The History of Internet Television
Since its inception, television has grown and blossomed over the years, and with the rise in power of the world wide web, Internet Television is exploding across the world's monitors. It was only two generations ago that television was something that dictated peoples' schedules. If viewers wanted to see something, they had to be there at a set place at a set time. Then with another generation came the VCR and then TiVo, so they could record a show and watch it later. Now there's Internet Television, or IPTV (Internet Protocol Television), and the programming can be arranged according to your schedule.
In 1969, the Defense Department developed a packet-switching system of distributing information between different computers, and it was named the ARPANET (Advanced Research Projects Agency Network).

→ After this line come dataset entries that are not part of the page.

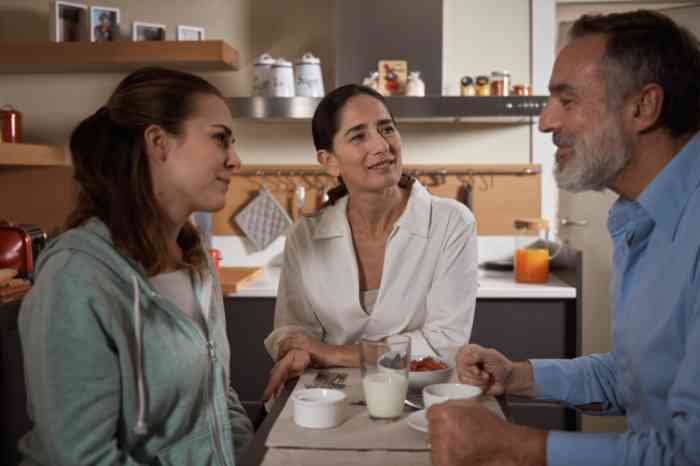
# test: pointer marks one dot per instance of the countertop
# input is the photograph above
(492, 285)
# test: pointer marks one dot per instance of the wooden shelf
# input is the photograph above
(54, 57)
(33, 155)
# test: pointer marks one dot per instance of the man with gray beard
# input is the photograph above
(624, 113)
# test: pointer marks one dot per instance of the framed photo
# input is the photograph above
(147, 31)
(69, 22)
(104, 24)
(190, 33)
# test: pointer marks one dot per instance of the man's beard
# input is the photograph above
(594, 161)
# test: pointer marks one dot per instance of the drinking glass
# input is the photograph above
(385, 364)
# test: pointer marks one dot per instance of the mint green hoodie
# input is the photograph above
(118, 375)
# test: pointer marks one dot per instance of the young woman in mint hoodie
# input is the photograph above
(124, 339)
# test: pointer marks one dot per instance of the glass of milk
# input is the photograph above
(385, 364)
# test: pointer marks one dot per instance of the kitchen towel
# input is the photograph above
(263, 219)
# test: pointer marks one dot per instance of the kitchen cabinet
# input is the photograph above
(73, 57)
(33, 155)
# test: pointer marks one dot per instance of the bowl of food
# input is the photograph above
(319, 408)
(429, 370)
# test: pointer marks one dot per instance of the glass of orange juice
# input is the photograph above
(531, 257)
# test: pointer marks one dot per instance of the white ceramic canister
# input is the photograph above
(262, 80)
(308, 80)
(282, 79)
(415, 86)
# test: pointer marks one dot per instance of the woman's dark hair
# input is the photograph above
(112, 169)
(326, 122)
(647, 47)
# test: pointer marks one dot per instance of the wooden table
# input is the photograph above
(257, 451)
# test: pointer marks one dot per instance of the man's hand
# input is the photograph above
(493, 372)
(464, 432)
(291, 365)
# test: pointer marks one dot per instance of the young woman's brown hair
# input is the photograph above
(112, 170)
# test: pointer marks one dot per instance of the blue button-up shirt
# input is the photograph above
(652, 374)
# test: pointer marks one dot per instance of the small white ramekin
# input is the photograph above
(319, 408)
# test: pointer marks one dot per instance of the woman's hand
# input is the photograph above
(293, 364)
(322, 354)
(299, 341)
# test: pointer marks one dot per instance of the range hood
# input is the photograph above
(367, 31)
(494, 110)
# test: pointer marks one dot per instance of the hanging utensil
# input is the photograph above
(300, 195)
(466, 195)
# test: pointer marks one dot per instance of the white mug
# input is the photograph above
(261, 82)
(442, 392)
(282, 79)
(309, 80)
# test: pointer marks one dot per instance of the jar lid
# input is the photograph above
(265, 59)
(308, 58)
(281, 62)
(531, 224)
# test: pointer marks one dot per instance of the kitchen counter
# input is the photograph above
(492, 285)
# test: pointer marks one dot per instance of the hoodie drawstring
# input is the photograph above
(141, 428)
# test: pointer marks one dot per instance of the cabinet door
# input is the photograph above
(527, 328)
(248, 322)
(531, 329)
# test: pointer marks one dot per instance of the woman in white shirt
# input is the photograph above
(383, 257)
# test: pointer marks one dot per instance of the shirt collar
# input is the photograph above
(665, 198)
(415, 219)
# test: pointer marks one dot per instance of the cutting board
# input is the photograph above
(235, 278)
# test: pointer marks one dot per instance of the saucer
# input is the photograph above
(418, 421)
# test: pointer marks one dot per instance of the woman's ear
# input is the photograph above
(157, 143)
(329, 162)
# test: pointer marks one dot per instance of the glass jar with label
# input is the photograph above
(415, 87)
(466, 86)
(372, 81)
(11, 128)
(483, 88)
(500, 83)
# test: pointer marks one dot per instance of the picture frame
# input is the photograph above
(104, 24)
(190, 33)
(141, 31)
(69, 22)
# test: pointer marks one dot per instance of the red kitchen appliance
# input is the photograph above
(20, 245)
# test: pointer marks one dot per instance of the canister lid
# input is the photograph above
(281, 62)
(265, 59)
(308, 58)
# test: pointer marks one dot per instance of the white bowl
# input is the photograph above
(418, 380)
(442, 392)
(319, 408)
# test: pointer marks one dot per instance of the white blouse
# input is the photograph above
(427, 290)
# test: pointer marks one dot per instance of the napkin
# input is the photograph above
(263, 219)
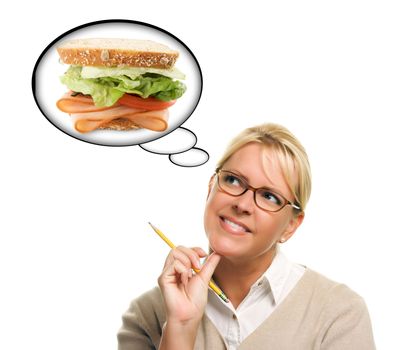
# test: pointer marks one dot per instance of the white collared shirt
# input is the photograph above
(264, 296)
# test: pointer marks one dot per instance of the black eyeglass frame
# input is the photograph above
(254, 190)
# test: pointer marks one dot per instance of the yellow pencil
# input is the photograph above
(212, 285)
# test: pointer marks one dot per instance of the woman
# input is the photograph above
(256, 201)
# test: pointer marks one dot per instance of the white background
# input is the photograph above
(75, 246)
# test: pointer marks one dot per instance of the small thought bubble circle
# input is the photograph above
(47, 88)
(178, 141)
(191, 158)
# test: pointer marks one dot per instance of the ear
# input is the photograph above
(210, 184)
(294, 223)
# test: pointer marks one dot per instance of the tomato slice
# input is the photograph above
(149, 104)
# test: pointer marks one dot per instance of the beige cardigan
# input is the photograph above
(317, 314)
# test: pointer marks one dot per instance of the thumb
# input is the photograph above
(209, 267)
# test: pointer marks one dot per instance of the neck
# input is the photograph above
(236, 276)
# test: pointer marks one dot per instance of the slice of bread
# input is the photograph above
(112, 52)
(120, 124)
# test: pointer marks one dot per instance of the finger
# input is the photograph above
(175, 272)
(209, 267)
(192, 255)
(201, 253)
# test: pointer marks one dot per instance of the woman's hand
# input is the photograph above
(185, 293)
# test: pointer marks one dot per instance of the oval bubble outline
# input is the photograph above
(124, 138)
(185, 149)
(171, 158)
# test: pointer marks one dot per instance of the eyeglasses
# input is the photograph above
(265, 198)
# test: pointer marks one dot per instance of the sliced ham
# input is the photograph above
(88, 117)
(152, 120)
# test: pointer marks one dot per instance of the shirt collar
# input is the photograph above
(275, 276)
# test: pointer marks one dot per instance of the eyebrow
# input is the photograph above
(237, 172)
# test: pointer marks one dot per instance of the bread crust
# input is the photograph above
(117, 52)
(120, 124)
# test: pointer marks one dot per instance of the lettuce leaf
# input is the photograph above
(106, 91)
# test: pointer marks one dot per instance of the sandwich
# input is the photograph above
(119, 84)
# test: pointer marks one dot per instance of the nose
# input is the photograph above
(245, 203)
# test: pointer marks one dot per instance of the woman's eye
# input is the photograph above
(232, 180)
(271, 197)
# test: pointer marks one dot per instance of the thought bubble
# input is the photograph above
(179, 145)
(179, 141)
(47, 88)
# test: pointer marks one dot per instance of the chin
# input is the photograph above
(225, 247)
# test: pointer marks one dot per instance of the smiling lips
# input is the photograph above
(232, 226)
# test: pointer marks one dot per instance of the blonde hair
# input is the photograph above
(290, 153)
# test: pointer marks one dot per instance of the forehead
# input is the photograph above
(259, 164)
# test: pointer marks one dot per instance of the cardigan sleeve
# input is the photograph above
(348, 325)
(142, 324)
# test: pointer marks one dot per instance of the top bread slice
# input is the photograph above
(112, 52)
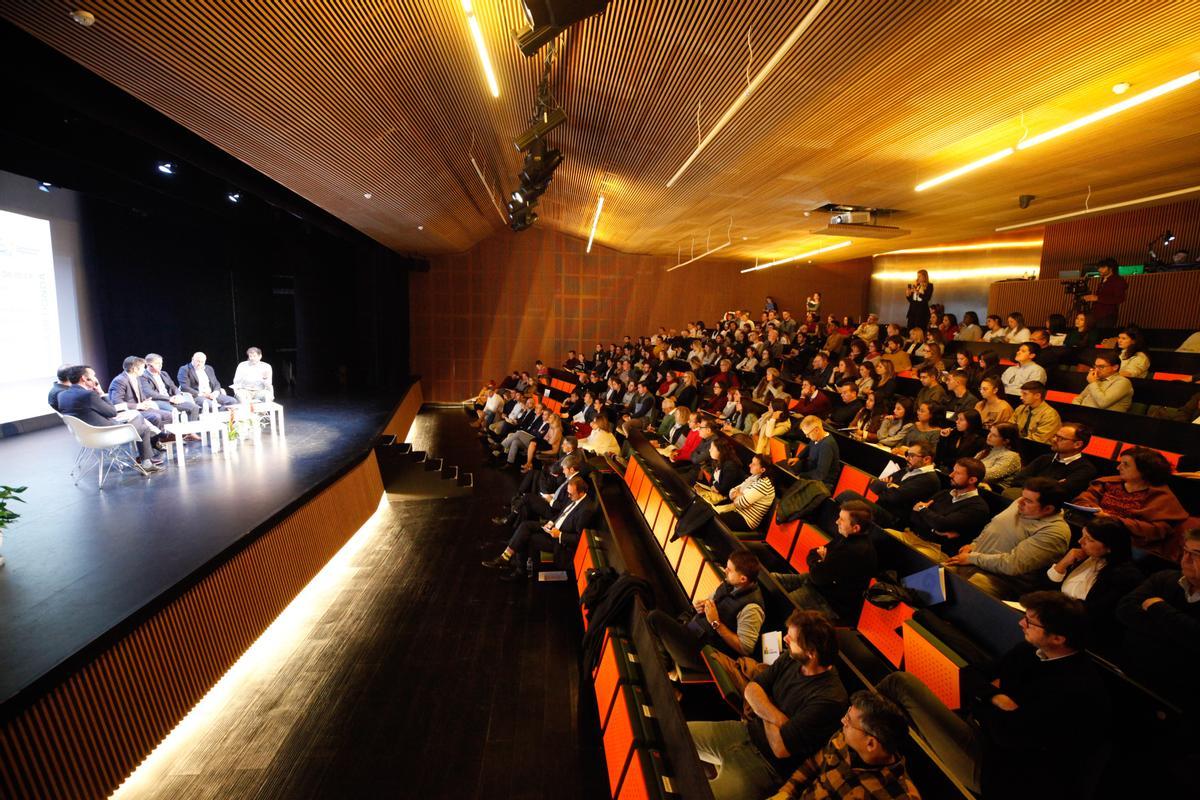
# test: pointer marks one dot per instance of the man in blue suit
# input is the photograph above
(84, 401)
(197, 379)
(126, 388)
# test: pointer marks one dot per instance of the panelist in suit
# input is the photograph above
(252, 380)
(201, 382)
(84, 401)
(126, 388)
(162, 390)
(532, 536)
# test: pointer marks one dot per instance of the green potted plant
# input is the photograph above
(6, 515)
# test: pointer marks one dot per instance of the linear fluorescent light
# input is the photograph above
(751, 86)
(595, 218)
(477, 32)
(1115, 108)
(963, 170)
(1149, 198)
(796, 258)
(963, 248)
(1011, 271)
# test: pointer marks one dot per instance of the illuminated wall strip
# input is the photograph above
(964, 248)
(1149, 198)
(797, 258)
(595, 220)
(477, 34)
(1116, 108)
(1012, 271)
(967, 168)
(753, 85)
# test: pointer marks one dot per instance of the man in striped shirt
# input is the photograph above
(751, 499)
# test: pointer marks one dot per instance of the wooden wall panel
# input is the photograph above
(83, 737)
(517, 298)
(1159, 300)
(1123, 235)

This was designed in the post-Cold War years, to be a bombproof means of keeping communication lines open. It was the front-runner of the modern Internet, which gave people the means of conveying text, data and images easily over different communication lines. It was not long before people recognized the amazing information transfer potential available.
Early Internet TV
Although broadcast television had been busily at work since the 1940s, 1994 saw the very first broadcast on the Internet, when ABC World News broadcasted their news show there. Companies like Audionet jumped in to offer streaming music, and Cisco started early work for broadcasting television programming. From these pioneering days, the three main uses for Internet TV have been LiveTV, Video on Demand (VoD) and Interactive TV (iTV). The growth of Internet television has been extremely useful internationally in distributing programming for the rest of the world, especially in areas like China and India, that don't have the infrastructure supporting access equipment like cable or DSL lines. Domestically, this new venue offered an opportunity for media distribution with untold opportunity.
The Face of Internet Television
Internet Television was an alternative for viewers to typical broadcast television. It did not take long for the major broadcast companies to realize that this could easily encroach on their viewership. They realized that the surest way to combat this new threat was to work with it. Most every major broadcast company has developed their own Internet distribution arms. One of the pioneering groups was Hulu, a division of NBC, that distributed their own material over the Internet. It proved an instant success. Now, the rest of the major broadcast companies (as well as many of the smaller ones) have developed their own Internet TV groups. Many have built their own branches to develop Internet-Specific Content (ISC), as well as content that was previously broadcasted being made available according to the viewer's own schedule.
The end of the journey for Internet Television is far from over, but there is an explosion of activity wherein you, the viewer, are able to schedule what you want to watch when you want to watch it.